For more information on aesthetic procedures, visit Medscape's Aesthetic Medicine Resource Center.



Consider patients with submental and jowl fat who request aesthetic improvement as candidates for this surgery. Skin elasticity should be good to fair to predict good retraction of the skin. Patients who are not candidates for facelift surgery because of ongoing smoking, diabetes, or other medical problems may be candidates for liposuction because of the lower complication rate, although caution should be exercised in these patients because of the risk of skin loss. In one study, localized midline fat was a better predictor of a good outcome than the age or the quality of the skin. [9] A "crepe paper" appearance of the skin was the best predictor of failure. [9]

As newer methods of noninvasive skin tightening become proven by scientific studies, the pool of candidates for liposuction of the neck may actually increase, allowing fat removal in patients with skin that previously would have been expected to hang after liposuction.

Patients who require more rapid recovery than a facelift allows may be candidates for suction. As a secondary benefit, patients with extremely corpulent necks may achieve medical benefits. After fat removal, the contour of the neck may allow for easier intubation if general anesthesia is necessary in the future.


Relevant Anatomy

Liposuction of the jowls and submental areas is usually performed in the preplatysmal plane. As the marginal mandibular nerve is deep to the platysma, no important nerves are at risk if the integrity of the plane is maintained. Note and avoid the external and anterior jugular veins. The submandibular salivary glands and platysmal banding are prominent. Of particular importance with the use of ultrasonic liposuction in the area, complete avoidance of the area of the facial artery and marginal mandibular nerve is mandatory.

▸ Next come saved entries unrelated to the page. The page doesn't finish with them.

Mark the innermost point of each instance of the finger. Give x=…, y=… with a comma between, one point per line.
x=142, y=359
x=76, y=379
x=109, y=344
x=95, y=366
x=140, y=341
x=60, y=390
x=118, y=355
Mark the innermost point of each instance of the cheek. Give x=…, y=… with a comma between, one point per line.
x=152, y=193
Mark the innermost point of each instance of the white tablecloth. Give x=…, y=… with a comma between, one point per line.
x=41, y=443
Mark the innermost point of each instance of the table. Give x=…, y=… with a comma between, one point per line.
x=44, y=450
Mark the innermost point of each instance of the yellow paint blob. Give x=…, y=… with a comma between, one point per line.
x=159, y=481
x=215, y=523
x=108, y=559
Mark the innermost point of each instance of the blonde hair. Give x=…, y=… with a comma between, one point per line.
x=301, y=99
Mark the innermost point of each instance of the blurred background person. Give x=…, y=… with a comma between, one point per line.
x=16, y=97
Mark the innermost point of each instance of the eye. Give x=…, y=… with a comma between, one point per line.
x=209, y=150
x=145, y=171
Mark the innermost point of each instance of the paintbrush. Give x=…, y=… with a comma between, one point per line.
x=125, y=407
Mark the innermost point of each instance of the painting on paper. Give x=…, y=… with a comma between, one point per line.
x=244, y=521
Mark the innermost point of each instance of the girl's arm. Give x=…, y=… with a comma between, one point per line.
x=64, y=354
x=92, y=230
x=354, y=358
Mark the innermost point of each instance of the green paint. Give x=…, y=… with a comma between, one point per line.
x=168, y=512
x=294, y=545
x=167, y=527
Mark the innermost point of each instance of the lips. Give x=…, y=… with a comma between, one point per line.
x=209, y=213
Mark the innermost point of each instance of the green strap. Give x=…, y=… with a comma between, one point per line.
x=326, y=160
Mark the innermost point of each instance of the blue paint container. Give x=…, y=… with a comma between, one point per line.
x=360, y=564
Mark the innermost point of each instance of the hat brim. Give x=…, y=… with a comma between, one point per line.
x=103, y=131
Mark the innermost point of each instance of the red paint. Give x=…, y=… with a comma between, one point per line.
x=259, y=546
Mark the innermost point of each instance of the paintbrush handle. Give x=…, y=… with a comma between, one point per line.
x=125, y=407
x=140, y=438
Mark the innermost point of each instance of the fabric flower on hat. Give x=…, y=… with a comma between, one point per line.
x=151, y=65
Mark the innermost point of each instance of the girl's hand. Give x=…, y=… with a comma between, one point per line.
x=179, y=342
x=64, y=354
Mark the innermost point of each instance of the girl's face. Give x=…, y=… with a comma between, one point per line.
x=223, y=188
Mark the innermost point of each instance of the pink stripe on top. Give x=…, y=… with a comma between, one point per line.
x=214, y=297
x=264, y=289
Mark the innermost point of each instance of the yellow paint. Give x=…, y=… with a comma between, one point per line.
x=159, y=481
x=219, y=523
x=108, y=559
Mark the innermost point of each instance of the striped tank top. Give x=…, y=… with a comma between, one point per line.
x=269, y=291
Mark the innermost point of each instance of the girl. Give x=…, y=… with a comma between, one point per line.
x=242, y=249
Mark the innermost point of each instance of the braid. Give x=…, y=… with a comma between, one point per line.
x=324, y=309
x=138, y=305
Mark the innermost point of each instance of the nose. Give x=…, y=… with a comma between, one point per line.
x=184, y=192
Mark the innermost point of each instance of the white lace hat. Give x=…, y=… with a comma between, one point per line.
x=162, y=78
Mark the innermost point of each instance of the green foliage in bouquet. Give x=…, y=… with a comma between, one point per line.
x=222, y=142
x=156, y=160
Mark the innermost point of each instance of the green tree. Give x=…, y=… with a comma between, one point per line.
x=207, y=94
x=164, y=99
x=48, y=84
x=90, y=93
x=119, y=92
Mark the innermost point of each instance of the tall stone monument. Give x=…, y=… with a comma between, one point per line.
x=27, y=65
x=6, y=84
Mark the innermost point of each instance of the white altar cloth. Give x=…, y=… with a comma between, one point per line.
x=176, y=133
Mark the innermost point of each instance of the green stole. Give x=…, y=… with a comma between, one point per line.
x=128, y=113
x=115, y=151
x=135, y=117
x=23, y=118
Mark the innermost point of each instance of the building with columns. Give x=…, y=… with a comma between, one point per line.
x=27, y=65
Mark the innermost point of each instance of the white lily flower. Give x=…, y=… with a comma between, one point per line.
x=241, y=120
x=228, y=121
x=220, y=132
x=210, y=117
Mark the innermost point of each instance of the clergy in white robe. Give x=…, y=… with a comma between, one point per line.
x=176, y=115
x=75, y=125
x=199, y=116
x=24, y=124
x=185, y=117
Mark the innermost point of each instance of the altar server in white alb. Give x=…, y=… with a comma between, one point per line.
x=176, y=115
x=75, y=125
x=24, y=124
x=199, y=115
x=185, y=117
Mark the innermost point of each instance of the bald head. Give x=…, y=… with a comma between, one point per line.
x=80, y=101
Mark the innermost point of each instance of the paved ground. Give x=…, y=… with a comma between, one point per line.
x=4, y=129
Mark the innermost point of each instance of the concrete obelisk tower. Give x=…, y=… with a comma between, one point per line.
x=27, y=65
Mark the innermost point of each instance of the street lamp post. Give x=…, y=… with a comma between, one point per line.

Of note is that subplatysmal fat cannot be suctioned; its removal requires a longer incision and direct removal. Subplatysmal fat is usually removed in the central compartment, often leaving the medial and lateral fat pads behind. [10]  Subplatysmal fat may be identified by having the patient flex the platysma muscle while the examiner physically assesses the thickness of the subcutaneous fat. If the amount of palpable subcutaneous fat is less than expected, the remainder of the fat is likely subplatysmal. Tensing the platysma muscles is not easy for some people, and numerous facial grimaces may be necessary to fully assess the fat compartment.

Particular care should be taken in reoperative procedures, since the anatomy may have been altered with the prior procedure and because scar tissue will require greater force to the liposuction cannula, increasing the chance of deep penetration and injury. [11]



Relative medical contraindications include any illness that may place the patient at significantly higher risk for complications. [9] This includes cardiovascular, pulmonary, renal, hepatic, or endocrinologic disease. While the patient may accept the higher risks, the surgeon has the fiduciary responsibility to protect the patient from harm. If the patient has undergone prior neck surgery, liposuction may be ill advised. In this situation, scar tissue may necessitate more forceful suctioning, increasing the chance of penetration into underlying structures, with potentially disastrous consequences.

An alteration in normal anatomy may place the marginal mandibular nerve or deeper structures at risk. Aesthetic contraindications include poor skin elasticity, which may result in drooping skin. Note the platysmal banding. Consider concomitant platysmaplasty, since removal of the overlying fat can expose preexisting but hidden banding. Make note also of subplatysmal fat, which can be removed safely only with direct excision. Failure to remove this fat leads to patient dissatisfaction.